DISCLAIMER: Any unofficial case summaries below are prepared by the clerk's office
as a courtesy to the reader. They are not part of the opinion of the court.
143415P.pdf 04/19/2016 Eric Wong v. Minnesota DHS
U.S. Court of Appeals Case No: 14-3415
U.S. District Court for the District of Minnesota - Minneapolis
[PUBLISHED] [Gruender, Author, with Wollman and Beam, Circuit Judges]
Civil case - Civil rights. Because Wong served the defendants with a
notice of appeal less than 30 days after the Commissioner of the Minnesota
Department of Human Services entered an order on his benefits application,
and because no undue delay accompanied his initial filing with the
district court, the appeal was timely, and the district court erred in
dismissing his appeal on this basis; Rooker-Feldman doctrine did not apply
and did not bar review of the state agency decision; Minn. Rev. Stat.

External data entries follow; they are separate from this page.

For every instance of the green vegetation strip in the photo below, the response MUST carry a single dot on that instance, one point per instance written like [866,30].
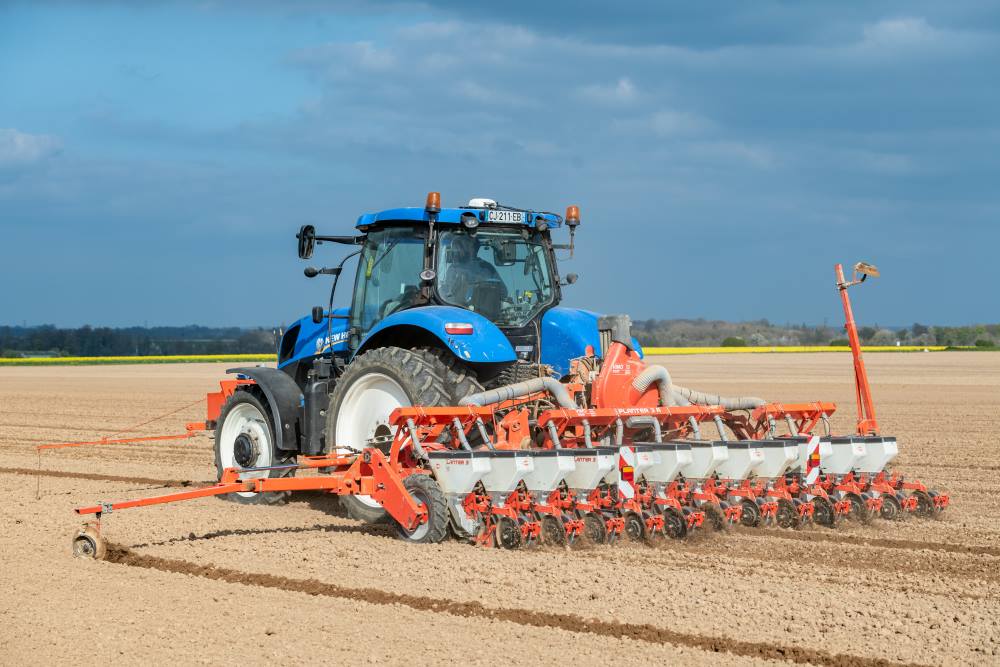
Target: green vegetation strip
[797,348]
[174,359]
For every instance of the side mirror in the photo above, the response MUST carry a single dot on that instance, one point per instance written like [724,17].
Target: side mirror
[866,269]
[307,241]
[504,253]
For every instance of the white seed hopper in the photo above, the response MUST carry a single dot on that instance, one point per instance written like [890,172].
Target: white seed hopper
[457,472]
[744,457]
[551,467]
[706,455]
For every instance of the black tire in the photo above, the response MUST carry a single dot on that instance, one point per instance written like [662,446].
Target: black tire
[674,523]
[892,509]
[823,512]
[594,528]
[787,515]
[426,492]
[460,380]
[553,532]
[751,513]
[277,457]
[421,376]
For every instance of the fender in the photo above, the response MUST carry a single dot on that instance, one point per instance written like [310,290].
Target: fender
[305,340]
[486,343]
[285,400]
[566,333]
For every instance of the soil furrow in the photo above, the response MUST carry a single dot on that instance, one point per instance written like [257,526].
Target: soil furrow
[98,477]
[570,622]
[885,543]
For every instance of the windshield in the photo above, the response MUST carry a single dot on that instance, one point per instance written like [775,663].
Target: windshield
[495,272]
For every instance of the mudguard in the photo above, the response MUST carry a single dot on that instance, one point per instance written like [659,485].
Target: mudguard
[566,333]
[486,343]
[305,339]
[285,400]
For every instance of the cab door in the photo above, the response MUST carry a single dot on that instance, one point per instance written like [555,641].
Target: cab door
[388,278]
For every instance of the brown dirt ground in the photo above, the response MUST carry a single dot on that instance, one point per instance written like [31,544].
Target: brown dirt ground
[211,581]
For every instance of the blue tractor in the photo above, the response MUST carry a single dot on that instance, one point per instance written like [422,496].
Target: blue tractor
[446,302]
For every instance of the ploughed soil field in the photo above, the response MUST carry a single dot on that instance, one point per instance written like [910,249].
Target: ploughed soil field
[213,581]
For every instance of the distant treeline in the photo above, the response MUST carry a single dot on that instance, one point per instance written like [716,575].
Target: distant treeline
[710,333]
[88,341]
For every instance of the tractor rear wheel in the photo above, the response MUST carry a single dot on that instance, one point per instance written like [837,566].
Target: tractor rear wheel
[373,385]
[244,438]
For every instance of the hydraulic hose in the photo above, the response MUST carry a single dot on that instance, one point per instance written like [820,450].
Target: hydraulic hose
[727,402]
[661,377]
[672,394]
[520,389]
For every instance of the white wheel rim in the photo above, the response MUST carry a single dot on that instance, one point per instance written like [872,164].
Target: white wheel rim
[367,405]
[245,419]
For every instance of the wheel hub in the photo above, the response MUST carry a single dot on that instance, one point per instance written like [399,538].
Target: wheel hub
[245,450]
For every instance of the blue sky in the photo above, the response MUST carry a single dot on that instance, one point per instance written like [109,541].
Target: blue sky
[155,161]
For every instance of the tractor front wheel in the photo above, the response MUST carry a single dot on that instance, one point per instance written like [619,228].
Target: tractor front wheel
[373,385]
[244,438]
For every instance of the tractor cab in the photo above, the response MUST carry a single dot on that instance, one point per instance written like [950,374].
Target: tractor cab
[497,262]
[476,280]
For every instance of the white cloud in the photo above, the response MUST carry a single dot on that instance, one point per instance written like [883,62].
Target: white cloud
[622,91]
[21,148]
[733,151]
[666,123]
[901,32]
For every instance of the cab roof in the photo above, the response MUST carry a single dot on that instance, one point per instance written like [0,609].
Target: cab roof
[529,219]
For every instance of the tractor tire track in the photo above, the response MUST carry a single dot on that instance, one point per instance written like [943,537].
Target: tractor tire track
[881,542]
[98,477]
[570,622]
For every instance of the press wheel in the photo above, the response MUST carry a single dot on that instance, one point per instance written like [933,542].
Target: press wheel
[88,543]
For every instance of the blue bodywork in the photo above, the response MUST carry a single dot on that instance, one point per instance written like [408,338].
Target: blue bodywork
[565,333]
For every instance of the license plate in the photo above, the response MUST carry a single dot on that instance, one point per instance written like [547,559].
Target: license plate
[516,217]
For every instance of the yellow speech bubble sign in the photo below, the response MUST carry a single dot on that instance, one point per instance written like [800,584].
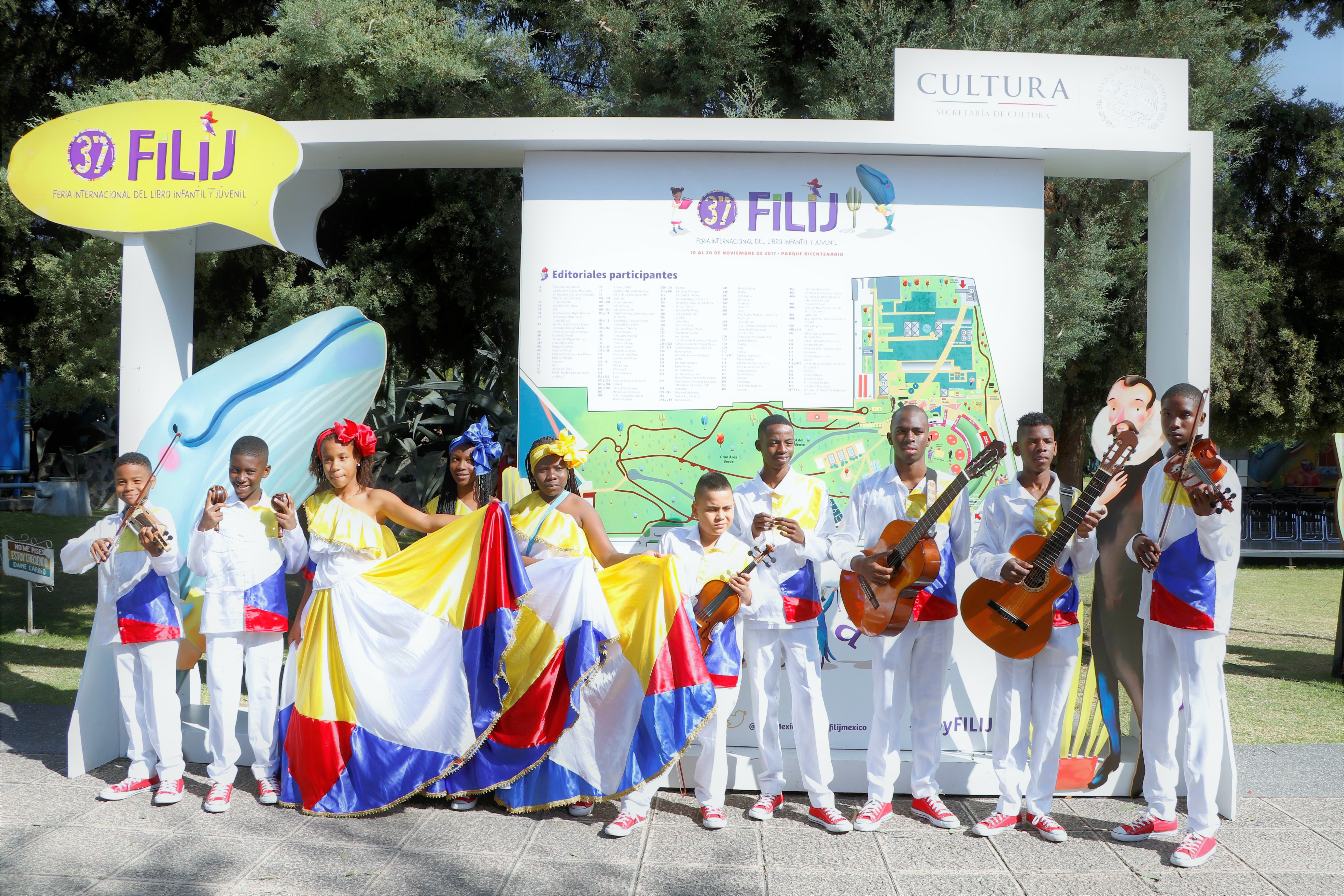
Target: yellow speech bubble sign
[156,164]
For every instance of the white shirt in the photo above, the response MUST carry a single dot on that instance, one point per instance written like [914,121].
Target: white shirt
[247,550]
[755,498]
[124,570]
[1198,570]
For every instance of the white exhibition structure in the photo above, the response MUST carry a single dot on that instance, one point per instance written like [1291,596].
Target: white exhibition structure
[1076,116]
[1078,142]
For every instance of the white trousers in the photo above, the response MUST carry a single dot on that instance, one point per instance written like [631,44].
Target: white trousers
[764,652]
[1183,678]
[147,687]
[226,656]
[712,766]
[1030,706]
[909,670]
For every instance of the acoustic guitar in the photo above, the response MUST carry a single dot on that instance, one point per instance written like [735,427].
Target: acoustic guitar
[912,555]
[1017,620]
[718,602]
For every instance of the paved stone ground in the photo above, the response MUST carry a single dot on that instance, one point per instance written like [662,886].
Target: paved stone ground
[57,839]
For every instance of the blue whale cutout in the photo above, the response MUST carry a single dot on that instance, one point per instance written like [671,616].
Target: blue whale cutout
[284,389]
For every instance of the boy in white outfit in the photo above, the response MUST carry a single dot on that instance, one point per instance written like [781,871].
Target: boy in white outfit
[909,668]
[138,615]
[1187,606]
[244,547]
[703,553]
[1033,692]
[792,514]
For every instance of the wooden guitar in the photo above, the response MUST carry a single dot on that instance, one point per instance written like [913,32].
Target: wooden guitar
[718,602]
[913,557]
[1017,620]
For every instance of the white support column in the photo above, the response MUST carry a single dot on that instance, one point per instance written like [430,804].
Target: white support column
[1181,268]
[158,301]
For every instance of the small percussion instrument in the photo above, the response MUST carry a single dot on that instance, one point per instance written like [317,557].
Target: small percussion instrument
[912,555]
[1017,620]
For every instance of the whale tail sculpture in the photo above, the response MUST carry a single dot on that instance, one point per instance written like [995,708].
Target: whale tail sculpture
[284,389]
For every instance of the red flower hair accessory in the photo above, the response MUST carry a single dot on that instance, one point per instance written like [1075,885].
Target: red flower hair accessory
[350,432]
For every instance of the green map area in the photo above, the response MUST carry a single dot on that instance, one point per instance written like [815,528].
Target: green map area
[923,342]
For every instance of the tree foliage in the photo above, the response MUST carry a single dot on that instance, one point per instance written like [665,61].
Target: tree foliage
[433,254]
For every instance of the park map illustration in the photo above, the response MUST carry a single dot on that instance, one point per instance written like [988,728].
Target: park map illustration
[921,340]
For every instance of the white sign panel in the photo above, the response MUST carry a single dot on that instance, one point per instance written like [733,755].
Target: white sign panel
[31,562]
[671,300]
[1037,98]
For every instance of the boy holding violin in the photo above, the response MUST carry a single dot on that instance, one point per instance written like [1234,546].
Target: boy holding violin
[244,546]
[791,512]
[706,553]
[1190,551]
[138,615]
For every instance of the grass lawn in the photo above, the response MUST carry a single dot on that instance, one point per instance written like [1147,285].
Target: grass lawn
[1279,652]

Section 256.045 which contemplated only state court review of the benefits
decision did not bar the federal courts from exercising supplemental
jurisdiction over the matter; the district court's decision dismissing the
supplemental state-law claim is vacated and the matter is remanded for
further consideration; because the state agency's decision on benefits was
not final, the district court erred in finding Wong's ADA and
Rehabilitation Act claims were precluded; Wong's complaint failed to state
a claim for violation of his due process rights as the state's procedures
for review satisfied the minimum requirements of the Due Process Clause;
since Wong's equal protection claim under Section 1983 is predicated on
the same facts as his ADA and Rehabilitation Act claims, the district
court did not err in dismissing the Section 1983 claim on the ground that
those statutes provided a comprehensive enforcement mechanism. Judge Beam,
concurring in part and dissenting in part.